Capitale umano: i miei collaboratori sono felici?

Qualche tempo fa lessi il libro dello psicologo/filosofo Umberto Galimberti “I miti del nostro tempo” e rimasi stupito da alcune frasi che recitano più o meno così: “si parla molto spesso di motivazione del personale, dimenticandosi di un aspetto fondamentale: la felicità”; “ogni apparato tecnico (l’impresa), mal sopporta gli inconvenienti umani: stanchezza, depressione, amori, malattia, maternità e tutti quegli aspetti della vita che confliggono con la regolarità, l’impersonalità e l’efficienza”.

Queste poche parole mi hanno fatto pensare molto, soprattutto perché scritte da un “non addetto ai lavori”, ma forse proprio per questa ragione riescono ad avere un effetto ancora maggiore, probabilmente è proprio la distanza dal mondo aziendale che rende l’analisi efficace e pungente.

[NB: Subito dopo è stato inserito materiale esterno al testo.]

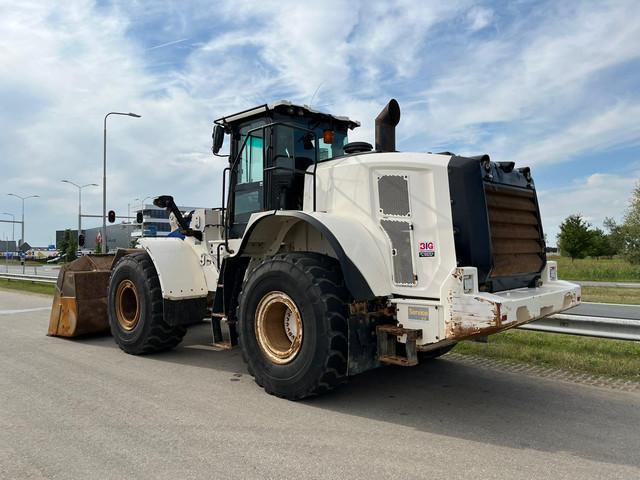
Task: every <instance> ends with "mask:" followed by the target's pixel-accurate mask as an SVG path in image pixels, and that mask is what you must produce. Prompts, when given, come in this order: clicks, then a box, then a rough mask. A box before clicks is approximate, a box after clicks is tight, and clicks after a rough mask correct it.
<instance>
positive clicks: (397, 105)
mask: <svg viewBox="0 0 640 480" xmlns="http://www.w3.org/2000/svg"><path fill="white" fill-rule="evenodd" d="M399 121H400V105H398V102H397V101H396V100H395V98H392V99H391V100H390V101H389V103H387V106H386V107H384V108H383V109H382V111H381V112H380V113H379V114H378V116H377V117H376V152H395V151H396V125H398V122H399Z"/></svg>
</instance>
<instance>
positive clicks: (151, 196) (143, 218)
mask: <svg viewBox="0 0 640 480" xmlns="http://www.w3.org/2000/svg"><path fill="white" fill-rule="evenodd" d="M149 198H153V195H148V196H146V197H144V198H143V199H142V200H141V201H140V211H141V212H142V223H141V224H140V237H144V202H146V201H147V199H149Z"/></svg>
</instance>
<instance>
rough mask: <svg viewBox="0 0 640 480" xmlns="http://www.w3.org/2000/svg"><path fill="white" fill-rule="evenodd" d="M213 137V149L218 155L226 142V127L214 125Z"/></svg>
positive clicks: (212, 146)
mask: <svg viewBox="0 0 640 480" xmlns="http://www.w3.org/2000/svg"><path fill="white" fill-rule="evenodd" d="M211 138H212V140H213V144H212V146H211V151H212V152H213V154H214V155H217V154H218V152H219V151H220V149H221V148H222V144H223V143H224V128H222V127H221V126H220V125H214V126H213V133H212V134H211Z"/></svg>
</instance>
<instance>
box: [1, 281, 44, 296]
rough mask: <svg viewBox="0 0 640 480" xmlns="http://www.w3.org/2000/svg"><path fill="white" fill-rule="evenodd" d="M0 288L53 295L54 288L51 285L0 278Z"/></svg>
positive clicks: (43, 283) (31, 292) (33, 282)
mask: <svg viewBox="0 0 640 480" xmlns="http://www.w3.org/2000/svg"><path fill="white" fill-rule="evenodd" d="M0 288H4V289H7V290H21V291H23V292H31V293H42V294H45V295H53V294H54V292H55V289H56V286H55V284H53V283H34V282H29V281H26V280H7V279H4V278H0Z"/></svg>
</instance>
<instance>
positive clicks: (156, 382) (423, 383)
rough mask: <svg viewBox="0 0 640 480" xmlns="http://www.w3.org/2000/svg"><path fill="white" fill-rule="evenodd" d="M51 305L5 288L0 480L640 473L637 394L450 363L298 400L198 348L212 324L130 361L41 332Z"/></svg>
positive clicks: (374, 375) (554, 475) (201, 347)
mask: <svg viewBox="0 0 640 480" xmlns="http://www.w3.org/2000/svg"><path fill="white" fill-rule="evenodd" d="M50 302H51V298H50V297H41V296H35V295H28V294H22V293H15V292H6V291H0V336H1V338H2V344H1V345H0V478H3V479H4V478H7V479H14V478H21V479H22V478H36V479H38V478H64V479H66V478H78V479H88V478H95V479H111V478H113V479H120V478H123V479H124V478H127V479H133V478H150V479H164V478H166V479H188V478H225V479H227V478H242V479H247V478H340V479H343V478H363V479H372V478H403V479H406V478H430V479H438V478H446V479H457V478H469V479H474V480H476V479H483V480H484V479H492V478H505V479H520V478H522V479H532V478H541V479H565V478H566V479H581V480H584V479H590V478H602V479H605V478H606V479H617V478H624V479H637V478H640V393H638V392H637V391H636V392H635V393H634V392H623V391H619V390H610V389H606V388H595V387H588V386H582V385H579V384H575V383H568V382H562V381H557V380H549V379H544V378H539V377H534V376H528V375H517V374H511V373H504V372H500V371H498V370H494V369H490V368H489V369H487V368H484V369H482V368H479V367H474V366H469V365H465V364H463V363H459V362H456V361H454V360H451V359H447V357H444V359H441V360H439V361H435V362H432V363H429V364H424V365H420V366H418V367H415V368H412V369H402V368H400V367H398V368H384V369H379V370H376V371H373V372H368V373H366V374H363V375H361V376H358V377H355V378H353V379H352V380H351V381H350V383H349V384H348V385H346V387H344V388H342V389H340V390H338V391H336V392H333V393H332V394H329V395H326V396H323V397H319V398H315V399H311V400H306V401H302V402H296V403H294V402H288V401H286V400H280V399H277V398H274V397H271V396H269V395H266V394H265V393H264V392H263V391H262V390H261V389H260V388H258V387H257V386H256V385H255V383H254V382H253V380H252V379H251V377H250V376H248V375H247V374H246V371H245V368H244V365H243V363H242V360H241V358H240V353H239V352H238V351H237V350H233V351H214V350H212V349H211V348H209V347H207V346H206V344H207V342H208V341H209V331H208V327H209V325H208V324H202V325H200V326H197V327H195V328H194V329H192V330H191V331H190V332H189V334H188V336H187V338H186V340H185V342H184V343H183V344H182V345H181V346H180V347H179V348H178V349H176V350H174V351H172V352H167V353H164V354H159V355H151V356H147V357H133V356H129V355H126V354H124V353H123V352H121V351H120V350H119V349H118V348H117V347H116V346H115V344H114V343H113V340H112V339H111V338H110V337H98V338H89V339H83V340H65V339H60V338H49V337H46V336H45V332H46V327H47V323H48V307H49V305H50ZM23 309H25V310H27V311H24V312H20V311H19V310H23Z"/></svg>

Che cosa c’entra questo con gli asset intangibili? Il capitale umano è semplicemente l’asset più importante che un’azienda abbia a sua disposizione. Capita spesso che nelle aziende si dedichi più tempo alla manutenzione delle macchine, che alla cura dei propri collaboratori, che, metaforicamente, alla stessa stregua delle macchine, hanno bisogno di attenzioni continue per funzionare al meglio. Ci ricordiamo sempre di fare la revisione all’auto perché altrimenti non ci lasciano più circolare, ma facciamo lo stesso con i nostri collaboratori? Vi siete mai chiesti se i vostri collaboratori/colleghi siano felici di fare quello che stanno facendo in azienda? E se non è così vi siete mai chiesti il perché? Forse la domanda risulta retorica ed ovviamente non è solo la vita lavorativa che influisce sulla felicità di un individuo, ma credo che sforzarci cercando di rendere la nostra azienda un luogo piacevole, possa essere la chiave di volta per ottenere molti risultati. Con questo mi riferisco non solo a chi nella scala gerarchica gestisce dei collaboratori, ma anche a chi lavorando fianco a fianco con i propri colleghi può influenzare il proprio clima di lavoro.

Personalmente ritengo che considerare la natura umana nella sua totalità, che come ben dice Galimberti, include quegli aspetti che molto spesso vengono mal digeriti in tante imprese, rappresenti la possibilità di aprirsi la strada verso performance aziendali fuori dal comune. Un’imprenditore (o un manager) che riconosca nell’individuo questi aspetti e che li rispetti, fa sentire il dipendente parte della famiglia e lo rende partecipe all’attività d’impresa, perché se l’impresa lo capisce, lo aiuta nei momenti di difficoltà, lo sostiene, è molto probabile che lui faccia altrettanto.

Sappiamo bene quanto possa rendere una persona felice di fare il proprio lavoro in un luogo dove il suo talento viene riconosciuto e dove l’azienda si prende cura di lui.

E lo stipendio direte voi? Eh si anche quello conta, come ci ha insegnato Maslow nella sua piramide, ci sono alcuni bisogni che vengono prima della realizzazione personale. Ancora una volta direi che in un’azienda che ha voglia di eccellere, un sistema retributivo adeguato dovrebbe essere scontato, anche se… “i soldi non fanno la felicità” e aggiungerei nemmeno la performance!

Non chiedetemi se la felicità si possa misurare in modo diretto perché la risposta è scontata, però ci sono alcuni indicatori che ci possono far sentire la puzza di bruciato, come ad esempio l’assenteismo e la disponibilità agli straordinari. Indirettamente ci sono un sacco di avvisaglie che possiamo cogliere, se qualcosa in azienda non va (vendiamo poco, siamo poco produttivi ecc.), proviamo a farci una di quelle domandine, mettiamoci gli occhiali dello psicologo e proviamo a capire perché i nostri collaboratori non sono felici. Attenzione però, accettare tutto ciò significa anche mettere in gioco se stessi.

Per concludere lasciatemi dire che questo modo di agire potrebbe avere delle ricadute sociali notevoli.